UMKC shows how economy and environment can work together
Although a recent Gallup poll shows that most people would sacrifice sustainability for economic growth, the University of Missouri-Kansas City is showing how the environment and economy benefit from each other.
Green Campus Conversion
According to the UMKC Sustainability Team — which includes more than 80 students, staff, faculty and community members — UMKC has saved at least 6,596 trees, 384 tons of air pollution and 2.7 million gallons of water. Campus sustainability efforts include:
- UMKC’s Clean Commute program — which provides free bicycles to students, staff and faculty — has helped people save money while reducing on pollution.
- The LEED-certified New Student Union — which is slated to open in the fall of 2010 — will reduce electricity costs by utilizing natural light with an atrium.
- UMKC’s chilled water plant replacement — which controls chilled water, electric and plumbing systems — is projected to save UMKC about $1.6 million each year while reducing emissions by 30 percent.
- By eliminating biodegradable plastic trays in August of 2008, UMKC Dining Services has saved hundreds of gallons of water each day and significant amounts of heating energy.
Green Classrooms and Green Jobs
In the College of Arts and Sciences’ Department of Economics, professors aren’t just focusing on green cash. They’re focusing on how the environment and economy work together.
The department’s Environment, Resources and Economic Growth course, for example, explores the role economic theory plays in environmental policy and how environmental, ecological and evolutionary studies can add to peoples’ understanding of economic processes.
“The ongoing ‘jobs versus the environment’ mindset needs to be replaced with a ‘jobs and the environment’ attitude,” said Mathew Forstater, associate professor of economics and black studies, who has published several studies on green jobs. “There is now significant evidence that environmental regulation does not result in loss of jobs and that protecting the environment has actually generated employment.”
Forstater has proposed a Green Job Corps program, which would offer a public service employment (PSE) job to anyone ready and willing to work for a basic PSE wage-benefits package.
Such environmental (and economic) progress requires sustainable planning, and design is the answer to several environmental problems, said Joy Swallow, chair of the College of Arts and Sciences’ Department of Architecture, Urban Planning and Design (AUPD) and associate professor. Through real-world projects and environmentally-focused courses, the AUPD program teaches students how to solve problems and modify the systems people live in.
Urban planning and design students have worked with Kansas City’s Washington Wheatley Neighborhood to develop an Action Plan that will guide the area’s transformation to a 21st Century Green Neighborhood. The plan calls for stabilizing, preserving, and rebuilding a sustainable urban model.
Toward the end of the fall 2008 semester, Lauren Wendlandt — AUPD research assistant and architect — invited students to tour the construction of her urban, environmentally-friendly, live/work home as an example of sustainable design. The two-story building features reused barn siding, solar power, skylights, a white rubber roof, LED lightbulbs, tankless water heaters and an 1,800-gallon underground system to collect rainwater from the roof.

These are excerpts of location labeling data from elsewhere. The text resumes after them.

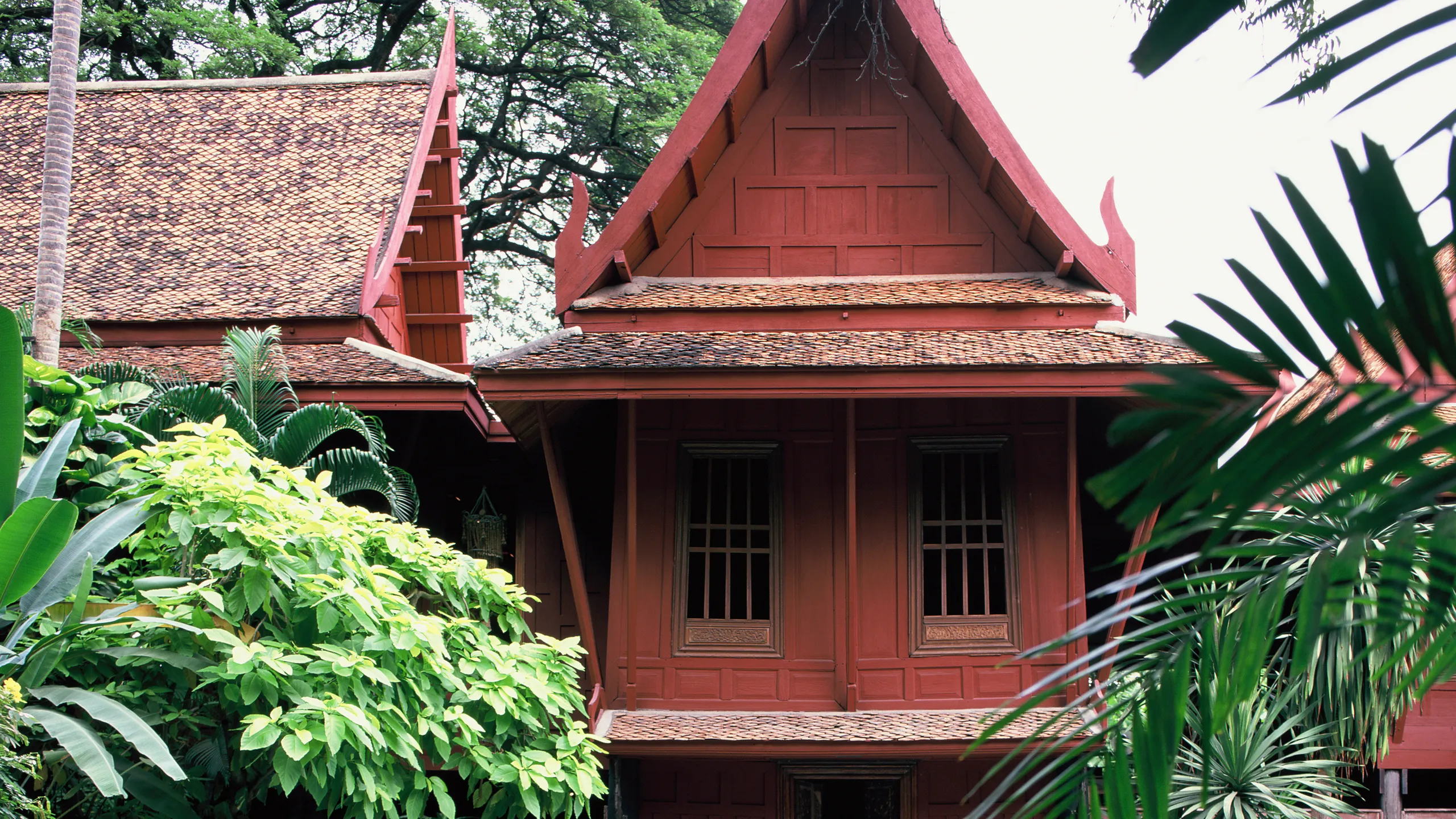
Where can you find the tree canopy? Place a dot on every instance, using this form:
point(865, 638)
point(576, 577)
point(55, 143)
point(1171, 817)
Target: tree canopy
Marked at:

Although the environmentally-friendly project involved more upfront costs than a typical project would, Wendlandt said it will save them more money in the long-run. The LED lightbulbs cost $22 per bulb, but Wendlandt estimates that it will eventually reduce their utilities costs by about $23,000. In addition, Wendlandt said the government will pay for a third of the solar power on the roof.
To save on upfront costs and to understand the project better, Wendlandt and her husband built the home after a general contractor installed the rough-end framing, plumbing and electricity. They saved money by building with recycled materials, and they helped the regional economy and the environment by not using materials from more than 500 miles away. The couple will make a profit by renting a portion of the building to an outside business, as well.
“People need to take a lifecycle cost perspective,” Swallow said. “The majority of sustainability doesn’t cost more. It’s really about being aware of site and context — taking advantage of natural daylight, natural ventilation, trees for shade and heat from the sun. These basic ideas are incorporated into our studio projects as integral components to consider in the overall design.”